Jordana from London says, “Everything that we would regularly do to support each other has been taken away. To not have nights out, dinners, day or weekend trips, or even be able to just sit in the same space has been hard. I don’t live close enough to have walked or exercised with them and I miss how even just being able to sit in silence with your closest friends solves things and lifts your soul.”
Studies and surveys found that people are losing touch with their friends in the pandemic and there is a mental health decline in lockdown. When the world opens up again, will we resume like nothing happened, or will we realize that we need something different in our friendships?
What is causing our friendships to change?
Nedra Glover Tawwab, a relationships expert and author of the book, Set Boundaries, Find Peace, says:
“Work, family, and personal time have become blended because they are all conducted in the same space—home. The time people spent commuting is no longer an option for talk time. People will now have to figure out new ways to fit friendship into their schedules to stay in touch.”

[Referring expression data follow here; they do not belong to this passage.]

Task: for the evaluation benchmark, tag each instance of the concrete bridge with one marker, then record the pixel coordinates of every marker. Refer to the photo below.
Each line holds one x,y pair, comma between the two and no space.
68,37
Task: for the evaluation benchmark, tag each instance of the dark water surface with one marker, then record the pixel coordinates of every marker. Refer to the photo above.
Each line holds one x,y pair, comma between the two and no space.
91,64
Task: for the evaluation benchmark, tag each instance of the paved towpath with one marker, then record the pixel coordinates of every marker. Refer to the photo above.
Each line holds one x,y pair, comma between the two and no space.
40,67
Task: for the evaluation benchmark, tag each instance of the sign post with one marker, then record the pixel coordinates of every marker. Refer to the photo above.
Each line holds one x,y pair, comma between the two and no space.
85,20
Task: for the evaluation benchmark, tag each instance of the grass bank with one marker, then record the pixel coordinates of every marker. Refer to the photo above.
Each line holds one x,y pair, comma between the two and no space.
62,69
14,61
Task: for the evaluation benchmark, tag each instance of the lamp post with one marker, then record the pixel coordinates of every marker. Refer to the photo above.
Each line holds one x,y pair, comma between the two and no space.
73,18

Nedra says that our downtime has been reduced, therefore people are forced to be more selective about which relationships to maintain—especially since downtime with friends in the pandemic calls for extra screen time, which most of us have enough of during work hours.

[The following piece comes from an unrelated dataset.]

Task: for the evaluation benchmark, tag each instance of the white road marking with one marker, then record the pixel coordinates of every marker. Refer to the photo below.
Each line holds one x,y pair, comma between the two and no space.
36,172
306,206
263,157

“This period in time is teaching us how to spend our time according to the health of the relationship. People are learning to value quality-over-quantity friendships.”
Why do some friendships feel more important than before?
In many cases, the shared traumatic experience has brought many of us closer; we check in more frequently, and we celebrate each other’s small wins. A study in 2020 by Snap Inc showed that 41% of British citizens say their friendships are more important now, and 47% said that their online conversations with friends in the pandemic are a lot deeper than before. The distance we have had over the past year allowed for reflection; who do you actually miss? Maybe it was meant to be that we lost touch with some of our friends in the pandemic.
Will our friendships be changed long-term?
This transformative time will cause a shift in what we find important in a friend; friendships are likely to become more meaningful. This experience has caused us to question our core values and some of us were able to witness a different side of our friends in the pandemic that may or may not have given us a reason to lose touch.
Pre-pandemic, many of us were addicted to digital communication, but now that the pandemic has made it the sole form of communication, digital fatigue comes into play and we may develop a greater appreciation for the in-person interactions we have with our friends.